Anna è una giovane donna che vive e lavora sola in una città lontana da casa. È una grigia impiegata e la sua vita è scandita da polvere e scartoffie. Fino all’incontro che le stravolgerà la vita. In un crescendo delirante e a tratti tragicomico, Anna si confronterà con il suo passato e i suoi fantasmi. Anna cappelli è una vittima; vittima del suo passato, vittima degli uomini, della condizione della donna negli anni ’60. Viene spinta alle estreme conseguenze della follia da un mondo che si rifiuta di comprendere e che non ha la forza di combattere. Anna vorrebbe lottare, emanciparsi, ma non ha gli strumenti per farlo. Vorrebbe non diventare mai come la vecchia signora con cui vive o come le colleghe di lavoro che non sopporta, ma non ci riesce, le manca la forza necessaria. E così non può che cedere ai suoi limiti, ai suoi impulsi, alla pazzia.

Note di regia

L’amore che Anna dedica al suo uomo rientra nel concetto di fusione, di possesso. Il sentimento che lei prova per Tonino è qualcosa di forte, profondo, connaturato e atavico. La dinamica relativa alla sua possessività è frutto del suo bagaglio personale, nonché socio-culturale. La parola “amore” viene interpretata nel senso di a-mors, dal latino “senza morte”, quasi a sottolineare l’intensità senza fine di questo potentissimo sentimento: Anna vuole Tonino in maniera per l’eternità.
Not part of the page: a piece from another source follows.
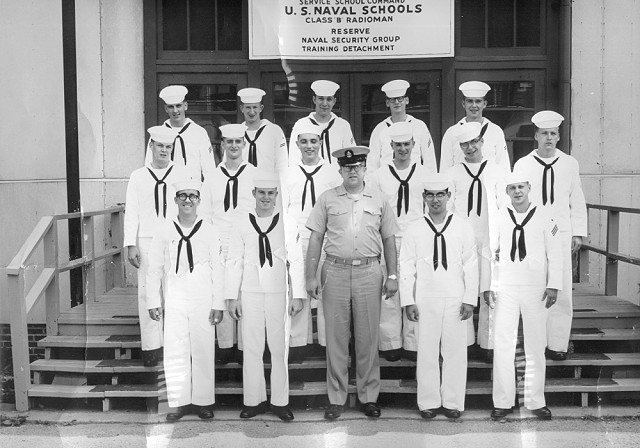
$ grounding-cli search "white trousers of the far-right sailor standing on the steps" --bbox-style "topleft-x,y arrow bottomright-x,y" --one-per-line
547,231 -> 573,352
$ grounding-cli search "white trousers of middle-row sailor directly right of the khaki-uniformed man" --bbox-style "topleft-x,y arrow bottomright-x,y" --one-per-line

La messa in scena vuole evidenziare il dolore di una donna che al culmine dello shock, si trasforma in pazzia, quel dolore subdolo e devastante dell’abbandono che rende Anna Cappelli vittima delle sue stesse fragilità. Rendere “proprio” l’altro significa portarlo a rispondere a propri bisogni affettivi derivanti dal passato che non potranno mai essere colmati.

Possesso che invade e amore che distrugge: due sentimenti forti che giocano in scena.